Tshabalala said he was aware that the two guards were involved in poaching.
Seasonal workers regularly move across the border between South Africa and Zimbabwe, resulting in the frequent passage of poached wildlife and smuggled goods. Locally, poachers sell game meat to restaurants in Beitbridge, but their networks also extend to South Africa.
According to Phil Palmer, owner of Nengasha Safaris, Ndou is one of dozens of rangers shot every year by poachers belonging to Zimbabwe’s poaching networks in the country’s south; meanwhile, in northern Zimbabwe, poaching operations have transnational networks that reach as far as China. Palmer said that in recent months Beitbridge’s poachers had become more sophisticated in their approach to stealing wild game and firewood. ‘These are well-organized poachers. It’s a strong concern that they move around with large packs of dogs and getaway vehicles. In one night, we can lose up to 10 impala or a kudu bull, which is worth quite a lot of money,’ he said. Since 2018, Nengasha’s rangers have retrieved more than 500 snares.

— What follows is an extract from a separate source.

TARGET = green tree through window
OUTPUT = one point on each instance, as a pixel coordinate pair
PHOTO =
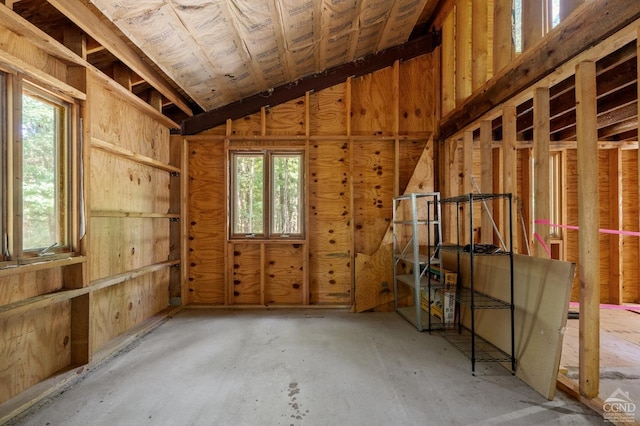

As a local whose family had lived on the land for generations, Bino Ndou felt he was entitled to hunt game and sell it as a livelihood. ‘It’s my right,’ he reportedly said to Tshabalala a few days after Ndou’s murder. According to Tshabalala, people in the surrounding villages, such as Makhakhule, or Nzambe, where Bino came from, claim they have a perpetual right to the wildlife that thrives on their traditional land. As Palmer points out, Nottingham Estates’ hunting concession entitles the local communities to only a portion of the profits made by wildlife activities, such as hunting paid for by tourists, or to buy hunted carcasses at a subsidized rate.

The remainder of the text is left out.